Mora uses metaphor to highlight how a bi-cultural individual feels like not being acknowledged by both races. "a handy token" (line 16) informs the readers that a bi-cultural individual is like a handy instrument that can easily slide from back to forth, from English to Spanish (vice-versa).
The person can also adapt very quickly, quicker than those who has only one culture. "between the fringes of both worlds" (line 18) notify the readers that although the speaker's race is Mexican and his nationality is American the speaker isn't fully accepted by both races. Mexicans view the speaker as an alien (line 10) while American view him as exotic, inferior and definitely different (lines 9-10). In this situation, the speaker feels lost in both races thus having an identity crisis.
Using tone shapes the ideas of the poem and expresses the poet's aggravation towards cultural tension. "able to slip from, "How's life?" to "Me'stanvolviendo loca"
(lines 2-3) this line informs the readers that while the speaker can speak both languages fluently she isn't accepted by both races entirely and the speaker is frustrated, this is evident when she said "Me'stanvolviendo loca"(line 3) this means " they are driving me crazy" in English. "By smiling by masking the discomfort of being pre-judged Bi-laterally" (lines 19-22) the speaker is unease and sad because she is not accepted by both races. The speaker smiles to conceal his discomfort of being pre-judged immediately without knowing him first. Mora capitalizes "Bi-laterally" (line 22) and adds a hyphen to draw attention to the readers that the speaker is being judged by both of his heritage.
Mora uses antithesis to make the readers more mindful of the opposition. Antitheses is almost visible in every line of the poem where the speaker is describing two different races, Mexican and American, side-by-side with each other but are complete opposites. Examples are "How's life? To Me'stanvolviendo loca" (lines 2-3), "Drafting memos in smooth English, able to order in fluent Spanish at a Mexican restaurant" (lines 5-7), "Viewed by Anglos as perhaps exotic, perhaps inferior, definitely different, viewed by Mexicans as alien" (lines 9-11), "An American to Mexicans/ A Mexican to Americans" (lines 14- 15). These lines of antithesis draw attention to the cultural tension between Mexican and American in an individual's knowledge.
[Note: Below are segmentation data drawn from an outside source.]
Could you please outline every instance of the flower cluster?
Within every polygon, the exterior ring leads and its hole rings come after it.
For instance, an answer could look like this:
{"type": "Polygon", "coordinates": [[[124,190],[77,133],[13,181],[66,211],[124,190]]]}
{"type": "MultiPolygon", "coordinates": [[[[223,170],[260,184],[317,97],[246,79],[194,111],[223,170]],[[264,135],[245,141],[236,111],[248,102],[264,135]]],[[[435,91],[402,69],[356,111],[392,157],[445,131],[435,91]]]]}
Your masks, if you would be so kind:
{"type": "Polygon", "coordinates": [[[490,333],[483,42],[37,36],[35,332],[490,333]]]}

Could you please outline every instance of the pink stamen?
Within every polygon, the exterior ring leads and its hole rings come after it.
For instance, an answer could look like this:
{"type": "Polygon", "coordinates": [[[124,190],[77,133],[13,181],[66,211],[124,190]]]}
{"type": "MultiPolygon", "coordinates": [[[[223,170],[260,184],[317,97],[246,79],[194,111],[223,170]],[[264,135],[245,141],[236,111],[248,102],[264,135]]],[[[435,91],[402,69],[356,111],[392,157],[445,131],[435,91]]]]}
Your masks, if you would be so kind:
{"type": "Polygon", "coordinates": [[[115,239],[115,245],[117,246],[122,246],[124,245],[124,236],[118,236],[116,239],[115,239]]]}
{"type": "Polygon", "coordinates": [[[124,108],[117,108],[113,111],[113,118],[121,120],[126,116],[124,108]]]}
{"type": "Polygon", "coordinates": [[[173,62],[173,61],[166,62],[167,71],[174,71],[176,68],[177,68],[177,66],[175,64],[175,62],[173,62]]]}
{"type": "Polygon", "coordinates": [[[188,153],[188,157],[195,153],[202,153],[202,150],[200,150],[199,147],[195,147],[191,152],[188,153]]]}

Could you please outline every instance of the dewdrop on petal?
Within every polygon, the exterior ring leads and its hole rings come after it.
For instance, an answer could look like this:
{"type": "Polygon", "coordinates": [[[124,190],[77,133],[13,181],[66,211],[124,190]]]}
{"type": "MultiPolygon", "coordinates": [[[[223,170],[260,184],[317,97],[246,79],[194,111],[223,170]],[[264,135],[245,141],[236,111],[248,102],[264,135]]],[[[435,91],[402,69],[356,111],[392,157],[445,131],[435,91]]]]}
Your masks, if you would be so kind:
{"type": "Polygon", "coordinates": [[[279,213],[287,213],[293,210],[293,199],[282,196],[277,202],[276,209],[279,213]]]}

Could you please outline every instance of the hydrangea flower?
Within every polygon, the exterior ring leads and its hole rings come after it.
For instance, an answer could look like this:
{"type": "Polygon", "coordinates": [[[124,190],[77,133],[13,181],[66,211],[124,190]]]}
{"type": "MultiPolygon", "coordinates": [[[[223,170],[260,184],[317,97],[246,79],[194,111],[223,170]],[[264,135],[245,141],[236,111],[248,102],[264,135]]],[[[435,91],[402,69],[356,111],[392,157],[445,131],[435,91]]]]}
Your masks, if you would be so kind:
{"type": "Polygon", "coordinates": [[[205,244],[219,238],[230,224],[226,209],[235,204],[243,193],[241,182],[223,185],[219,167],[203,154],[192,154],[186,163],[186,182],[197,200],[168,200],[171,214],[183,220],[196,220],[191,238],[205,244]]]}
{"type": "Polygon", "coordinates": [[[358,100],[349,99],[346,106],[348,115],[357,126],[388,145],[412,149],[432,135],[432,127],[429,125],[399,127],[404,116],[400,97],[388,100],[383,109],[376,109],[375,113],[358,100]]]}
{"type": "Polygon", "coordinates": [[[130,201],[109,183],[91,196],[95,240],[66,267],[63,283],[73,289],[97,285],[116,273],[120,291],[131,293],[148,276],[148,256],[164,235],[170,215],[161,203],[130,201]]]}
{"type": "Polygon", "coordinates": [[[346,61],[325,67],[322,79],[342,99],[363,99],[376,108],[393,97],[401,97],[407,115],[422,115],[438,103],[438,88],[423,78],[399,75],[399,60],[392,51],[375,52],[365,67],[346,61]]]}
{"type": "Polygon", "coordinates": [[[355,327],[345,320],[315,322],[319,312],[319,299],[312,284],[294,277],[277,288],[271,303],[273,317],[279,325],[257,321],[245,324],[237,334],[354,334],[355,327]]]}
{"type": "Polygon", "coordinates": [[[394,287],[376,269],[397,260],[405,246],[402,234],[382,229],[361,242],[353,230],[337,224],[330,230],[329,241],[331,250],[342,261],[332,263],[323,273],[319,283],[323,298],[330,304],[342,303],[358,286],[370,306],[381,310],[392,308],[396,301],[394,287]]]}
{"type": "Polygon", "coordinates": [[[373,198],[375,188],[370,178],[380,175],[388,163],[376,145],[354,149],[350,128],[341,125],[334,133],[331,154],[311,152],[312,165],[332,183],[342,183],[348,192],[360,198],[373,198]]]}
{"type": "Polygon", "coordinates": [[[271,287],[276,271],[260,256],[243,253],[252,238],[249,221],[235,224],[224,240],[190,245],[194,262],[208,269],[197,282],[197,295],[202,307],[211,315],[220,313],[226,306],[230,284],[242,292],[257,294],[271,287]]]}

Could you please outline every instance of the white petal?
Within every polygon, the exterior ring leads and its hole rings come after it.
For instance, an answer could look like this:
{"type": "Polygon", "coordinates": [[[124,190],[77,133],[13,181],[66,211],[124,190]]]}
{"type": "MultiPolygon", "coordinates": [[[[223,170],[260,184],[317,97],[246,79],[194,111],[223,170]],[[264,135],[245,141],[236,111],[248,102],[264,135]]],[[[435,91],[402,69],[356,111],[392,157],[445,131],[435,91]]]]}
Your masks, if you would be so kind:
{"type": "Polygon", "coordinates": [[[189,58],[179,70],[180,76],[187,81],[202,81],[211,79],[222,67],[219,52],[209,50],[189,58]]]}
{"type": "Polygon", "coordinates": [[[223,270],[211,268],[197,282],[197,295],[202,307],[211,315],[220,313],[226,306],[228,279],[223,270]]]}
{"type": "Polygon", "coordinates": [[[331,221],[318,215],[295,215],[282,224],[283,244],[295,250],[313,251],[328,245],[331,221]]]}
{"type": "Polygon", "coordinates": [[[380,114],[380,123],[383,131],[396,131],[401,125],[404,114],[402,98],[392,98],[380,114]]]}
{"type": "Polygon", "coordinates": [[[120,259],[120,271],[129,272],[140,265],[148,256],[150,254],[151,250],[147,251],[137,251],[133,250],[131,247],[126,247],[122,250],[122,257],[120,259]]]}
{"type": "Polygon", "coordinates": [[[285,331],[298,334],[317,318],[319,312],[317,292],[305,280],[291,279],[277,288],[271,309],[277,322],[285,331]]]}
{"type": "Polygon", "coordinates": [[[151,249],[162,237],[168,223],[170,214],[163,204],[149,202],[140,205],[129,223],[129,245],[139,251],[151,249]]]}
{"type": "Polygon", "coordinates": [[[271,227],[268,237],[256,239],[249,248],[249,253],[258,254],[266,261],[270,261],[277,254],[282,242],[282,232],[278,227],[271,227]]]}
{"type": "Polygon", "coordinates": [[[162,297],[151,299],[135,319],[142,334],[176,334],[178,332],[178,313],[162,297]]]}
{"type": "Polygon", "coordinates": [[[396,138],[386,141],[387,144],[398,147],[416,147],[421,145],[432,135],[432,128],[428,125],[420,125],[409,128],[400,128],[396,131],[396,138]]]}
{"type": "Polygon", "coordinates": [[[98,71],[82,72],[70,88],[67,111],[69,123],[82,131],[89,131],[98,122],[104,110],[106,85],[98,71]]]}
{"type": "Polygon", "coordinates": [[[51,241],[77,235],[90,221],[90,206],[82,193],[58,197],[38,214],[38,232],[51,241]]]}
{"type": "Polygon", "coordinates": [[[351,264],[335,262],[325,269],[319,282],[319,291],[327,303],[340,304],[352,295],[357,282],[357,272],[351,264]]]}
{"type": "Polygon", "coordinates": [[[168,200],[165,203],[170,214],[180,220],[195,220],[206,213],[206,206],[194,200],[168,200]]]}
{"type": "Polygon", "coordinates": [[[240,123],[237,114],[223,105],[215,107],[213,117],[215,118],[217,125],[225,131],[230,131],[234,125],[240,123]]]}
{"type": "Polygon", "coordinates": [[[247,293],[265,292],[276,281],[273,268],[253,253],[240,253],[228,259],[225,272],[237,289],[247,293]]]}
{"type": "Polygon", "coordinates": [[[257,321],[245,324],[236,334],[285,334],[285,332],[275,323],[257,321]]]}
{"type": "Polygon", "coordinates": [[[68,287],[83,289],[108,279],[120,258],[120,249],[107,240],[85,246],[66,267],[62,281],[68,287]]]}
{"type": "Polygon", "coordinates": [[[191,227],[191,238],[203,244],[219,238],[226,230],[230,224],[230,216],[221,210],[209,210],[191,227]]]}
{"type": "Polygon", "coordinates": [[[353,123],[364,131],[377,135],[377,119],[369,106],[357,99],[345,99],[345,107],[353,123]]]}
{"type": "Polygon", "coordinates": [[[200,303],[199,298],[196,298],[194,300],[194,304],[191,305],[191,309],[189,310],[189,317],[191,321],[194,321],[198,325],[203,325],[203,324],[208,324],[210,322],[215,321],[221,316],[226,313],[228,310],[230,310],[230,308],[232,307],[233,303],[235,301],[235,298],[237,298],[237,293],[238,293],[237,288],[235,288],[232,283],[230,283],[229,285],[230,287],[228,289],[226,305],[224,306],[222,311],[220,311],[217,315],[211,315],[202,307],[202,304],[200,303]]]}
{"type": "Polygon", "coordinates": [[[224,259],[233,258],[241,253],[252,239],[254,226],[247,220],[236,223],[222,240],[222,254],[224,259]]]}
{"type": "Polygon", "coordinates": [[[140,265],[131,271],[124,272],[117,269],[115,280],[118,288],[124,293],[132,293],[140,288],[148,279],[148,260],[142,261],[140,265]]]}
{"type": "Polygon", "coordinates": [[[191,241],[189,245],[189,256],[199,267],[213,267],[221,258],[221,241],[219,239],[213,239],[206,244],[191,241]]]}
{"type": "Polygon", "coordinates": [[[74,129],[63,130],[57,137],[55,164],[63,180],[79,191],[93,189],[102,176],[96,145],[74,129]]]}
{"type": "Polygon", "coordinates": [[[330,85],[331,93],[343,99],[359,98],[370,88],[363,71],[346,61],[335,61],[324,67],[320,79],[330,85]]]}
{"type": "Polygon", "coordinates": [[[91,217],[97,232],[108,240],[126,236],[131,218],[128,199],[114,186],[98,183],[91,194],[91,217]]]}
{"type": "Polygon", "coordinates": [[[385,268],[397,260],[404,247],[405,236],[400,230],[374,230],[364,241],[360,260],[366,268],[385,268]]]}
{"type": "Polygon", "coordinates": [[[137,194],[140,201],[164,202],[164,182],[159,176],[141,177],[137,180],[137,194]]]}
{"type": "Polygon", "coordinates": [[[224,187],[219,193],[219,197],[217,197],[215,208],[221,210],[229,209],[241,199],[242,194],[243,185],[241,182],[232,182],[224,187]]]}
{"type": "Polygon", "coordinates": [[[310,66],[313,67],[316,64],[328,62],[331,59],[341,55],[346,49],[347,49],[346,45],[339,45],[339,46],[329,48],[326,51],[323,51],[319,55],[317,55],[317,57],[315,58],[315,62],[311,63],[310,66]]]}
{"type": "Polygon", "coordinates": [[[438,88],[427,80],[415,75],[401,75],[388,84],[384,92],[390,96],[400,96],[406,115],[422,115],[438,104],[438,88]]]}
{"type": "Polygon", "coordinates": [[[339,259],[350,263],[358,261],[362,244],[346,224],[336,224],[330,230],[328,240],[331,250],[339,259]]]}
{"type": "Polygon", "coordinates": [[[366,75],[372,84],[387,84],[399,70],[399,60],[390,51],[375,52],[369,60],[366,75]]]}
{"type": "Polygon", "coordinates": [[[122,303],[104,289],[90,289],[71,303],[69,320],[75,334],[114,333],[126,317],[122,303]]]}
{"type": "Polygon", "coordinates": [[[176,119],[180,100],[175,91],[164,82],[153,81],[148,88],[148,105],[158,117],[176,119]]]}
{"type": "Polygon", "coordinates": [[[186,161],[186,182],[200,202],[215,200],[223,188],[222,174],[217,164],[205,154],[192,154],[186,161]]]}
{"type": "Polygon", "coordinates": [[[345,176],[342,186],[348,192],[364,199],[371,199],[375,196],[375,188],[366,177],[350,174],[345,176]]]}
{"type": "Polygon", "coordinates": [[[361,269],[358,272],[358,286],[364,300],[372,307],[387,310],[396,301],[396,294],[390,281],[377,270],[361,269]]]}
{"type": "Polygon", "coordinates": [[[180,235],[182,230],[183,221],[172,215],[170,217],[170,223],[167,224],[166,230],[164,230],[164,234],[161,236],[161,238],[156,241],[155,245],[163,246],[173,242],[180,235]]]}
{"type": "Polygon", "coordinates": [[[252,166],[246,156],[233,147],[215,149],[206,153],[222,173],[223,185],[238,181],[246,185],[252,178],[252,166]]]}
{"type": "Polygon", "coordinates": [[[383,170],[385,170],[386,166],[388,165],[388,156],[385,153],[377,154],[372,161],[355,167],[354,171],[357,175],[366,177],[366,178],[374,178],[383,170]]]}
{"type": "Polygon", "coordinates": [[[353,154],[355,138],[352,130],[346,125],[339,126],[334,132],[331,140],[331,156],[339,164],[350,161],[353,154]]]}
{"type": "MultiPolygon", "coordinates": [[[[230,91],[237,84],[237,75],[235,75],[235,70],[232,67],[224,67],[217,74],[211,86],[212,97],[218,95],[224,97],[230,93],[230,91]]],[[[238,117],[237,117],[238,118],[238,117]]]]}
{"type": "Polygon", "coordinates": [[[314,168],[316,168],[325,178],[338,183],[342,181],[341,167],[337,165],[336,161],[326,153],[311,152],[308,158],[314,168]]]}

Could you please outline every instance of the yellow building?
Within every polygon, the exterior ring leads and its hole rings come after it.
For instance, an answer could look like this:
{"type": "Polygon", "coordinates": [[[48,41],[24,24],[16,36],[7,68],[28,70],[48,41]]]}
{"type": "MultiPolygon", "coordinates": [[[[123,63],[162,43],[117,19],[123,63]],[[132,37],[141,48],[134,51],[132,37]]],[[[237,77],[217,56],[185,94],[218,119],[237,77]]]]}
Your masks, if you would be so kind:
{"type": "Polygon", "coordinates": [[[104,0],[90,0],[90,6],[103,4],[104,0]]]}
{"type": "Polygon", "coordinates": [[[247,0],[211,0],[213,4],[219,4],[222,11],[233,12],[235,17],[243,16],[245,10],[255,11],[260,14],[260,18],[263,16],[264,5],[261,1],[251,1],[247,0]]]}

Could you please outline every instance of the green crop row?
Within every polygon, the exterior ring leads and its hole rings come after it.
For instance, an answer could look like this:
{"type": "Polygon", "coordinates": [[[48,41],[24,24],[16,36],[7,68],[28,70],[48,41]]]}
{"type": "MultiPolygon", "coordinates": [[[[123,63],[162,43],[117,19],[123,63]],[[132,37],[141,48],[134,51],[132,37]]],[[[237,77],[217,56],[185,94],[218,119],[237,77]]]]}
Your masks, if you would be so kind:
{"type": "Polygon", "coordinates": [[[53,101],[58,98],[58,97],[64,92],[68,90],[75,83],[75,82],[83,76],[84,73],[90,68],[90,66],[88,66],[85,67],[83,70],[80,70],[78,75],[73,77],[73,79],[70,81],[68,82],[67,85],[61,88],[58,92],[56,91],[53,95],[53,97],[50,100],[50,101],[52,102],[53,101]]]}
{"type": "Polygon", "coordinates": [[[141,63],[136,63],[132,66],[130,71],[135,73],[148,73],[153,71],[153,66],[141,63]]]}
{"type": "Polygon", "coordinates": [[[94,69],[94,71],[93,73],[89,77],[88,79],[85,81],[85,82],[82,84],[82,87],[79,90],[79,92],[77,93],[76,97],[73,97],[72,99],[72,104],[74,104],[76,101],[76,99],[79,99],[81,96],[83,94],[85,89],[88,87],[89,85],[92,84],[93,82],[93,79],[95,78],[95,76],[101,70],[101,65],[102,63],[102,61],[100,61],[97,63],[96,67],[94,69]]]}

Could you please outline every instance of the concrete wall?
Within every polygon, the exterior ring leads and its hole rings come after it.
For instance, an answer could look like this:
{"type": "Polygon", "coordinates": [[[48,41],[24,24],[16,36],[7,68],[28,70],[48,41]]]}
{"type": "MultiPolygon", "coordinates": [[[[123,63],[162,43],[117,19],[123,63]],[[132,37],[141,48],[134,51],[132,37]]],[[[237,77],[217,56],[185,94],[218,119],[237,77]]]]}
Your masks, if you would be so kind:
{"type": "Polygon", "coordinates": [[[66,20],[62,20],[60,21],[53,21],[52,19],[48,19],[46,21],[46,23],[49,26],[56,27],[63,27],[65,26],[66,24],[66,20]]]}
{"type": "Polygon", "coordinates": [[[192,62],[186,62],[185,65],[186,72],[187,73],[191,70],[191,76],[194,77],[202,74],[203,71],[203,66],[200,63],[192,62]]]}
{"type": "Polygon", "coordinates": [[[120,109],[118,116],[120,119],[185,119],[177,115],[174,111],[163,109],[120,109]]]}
Pat Mora uses poetic techniques such as metaphor, tone and antithesis to show discomfort and frustration of fitting in and being accepted by both races. The readers is predicted to fathom that bi-cultural individuals don't have it so easy fitting in and being accepted by both races even though they can speak both languages, both of their race still don't accept them utterly. That leaves them having an identity crisis thus being called a "legal alien", a person who belongs however is not entirely acknowledged by the community.